Consider starting by consulting the SiriusDecisions Intelligent Growth Readiness Framework. “This framework is essentially a gut check on alignment between marketing, product and sales leaders right after you all received your strategic goals,” Amanda explained. “In this case, do the leaders agree that the competencies required to grow in the stated fashion exist in the organization?”
From there, business goals must be translated into specific, actionable functional goals, and then leaders should identify shared required competencies across functions. “Getting everyone on the same page, using the same language and sharing the same set of competencies is critical, and it’s also energizing to your teams,” Amanda noted.
At this point, role- and individual-level mapping and comparing can be completed.
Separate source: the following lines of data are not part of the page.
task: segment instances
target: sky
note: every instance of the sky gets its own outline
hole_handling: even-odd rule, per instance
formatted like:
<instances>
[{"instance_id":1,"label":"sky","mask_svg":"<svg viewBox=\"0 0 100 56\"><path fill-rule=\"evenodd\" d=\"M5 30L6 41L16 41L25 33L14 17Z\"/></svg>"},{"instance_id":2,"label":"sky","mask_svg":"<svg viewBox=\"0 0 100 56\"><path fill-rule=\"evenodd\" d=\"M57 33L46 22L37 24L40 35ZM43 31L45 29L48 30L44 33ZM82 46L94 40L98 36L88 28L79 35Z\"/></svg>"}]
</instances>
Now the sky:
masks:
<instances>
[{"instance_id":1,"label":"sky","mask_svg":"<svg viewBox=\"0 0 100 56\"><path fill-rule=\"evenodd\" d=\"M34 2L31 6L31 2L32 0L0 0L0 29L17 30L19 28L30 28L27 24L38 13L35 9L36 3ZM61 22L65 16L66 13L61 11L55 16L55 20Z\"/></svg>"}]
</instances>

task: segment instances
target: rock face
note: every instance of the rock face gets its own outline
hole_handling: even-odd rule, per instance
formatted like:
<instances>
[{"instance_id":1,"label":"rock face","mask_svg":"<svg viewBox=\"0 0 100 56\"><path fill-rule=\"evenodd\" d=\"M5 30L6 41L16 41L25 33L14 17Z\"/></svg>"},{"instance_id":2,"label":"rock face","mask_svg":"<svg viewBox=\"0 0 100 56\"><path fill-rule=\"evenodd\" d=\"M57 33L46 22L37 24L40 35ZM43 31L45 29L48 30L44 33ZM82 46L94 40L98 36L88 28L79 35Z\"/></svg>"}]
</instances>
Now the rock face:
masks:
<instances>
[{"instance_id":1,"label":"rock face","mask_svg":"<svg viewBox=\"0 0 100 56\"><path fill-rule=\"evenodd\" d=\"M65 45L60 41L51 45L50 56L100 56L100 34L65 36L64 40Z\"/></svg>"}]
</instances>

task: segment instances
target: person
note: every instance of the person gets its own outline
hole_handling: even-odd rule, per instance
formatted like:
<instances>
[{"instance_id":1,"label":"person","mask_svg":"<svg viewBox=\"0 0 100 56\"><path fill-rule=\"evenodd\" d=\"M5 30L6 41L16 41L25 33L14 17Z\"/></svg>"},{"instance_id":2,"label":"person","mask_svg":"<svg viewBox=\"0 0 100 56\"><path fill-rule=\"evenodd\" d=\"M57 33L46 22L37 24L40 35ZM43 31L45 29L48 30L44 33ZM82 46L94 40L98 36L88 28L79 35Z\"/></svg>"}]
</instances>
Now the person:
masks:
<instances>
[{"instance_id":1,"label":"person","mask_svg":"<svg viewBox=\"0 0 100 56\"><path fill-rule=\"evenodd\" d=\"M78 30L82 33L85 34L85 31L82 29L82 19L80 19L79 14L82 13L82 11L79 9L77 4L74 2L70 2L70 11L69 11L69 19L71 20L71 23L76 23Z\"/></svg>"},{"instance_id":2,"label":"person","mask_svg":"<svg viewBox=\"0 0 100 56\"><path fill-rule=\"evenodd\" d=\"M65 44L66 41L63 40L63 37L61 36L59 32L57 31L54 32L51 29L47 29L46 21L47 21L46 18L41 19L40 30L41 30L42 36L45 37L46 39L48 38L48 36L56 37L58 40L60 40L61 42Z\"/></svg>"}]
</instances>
Avoid “overenabling” – listing unneeded extra competencies that could distract individuals from core goals, Tony and Amanda warned.
Once the competency maps are built and gap analysis has been completed to identify where enablement should be applied, organizations may notice commonalities across functions. Shared gaps can be beneficial, as they allow the organization to enable functions jointly, saving time and money and increasing alignment through the shared enablement experience.
Finally, competency mapping shouldn’t be a secretive exercise. After all, enablement is designed to guide employees over a helpfully placed bridge to improved skills rather than leave them dangling over that dangerous ravine.
“A table of competency that is shared with employees builds a culture of transparency, letting employees know exactly what is required of them, what gaps they might have, and how the company is going to help fill them,” Tony said.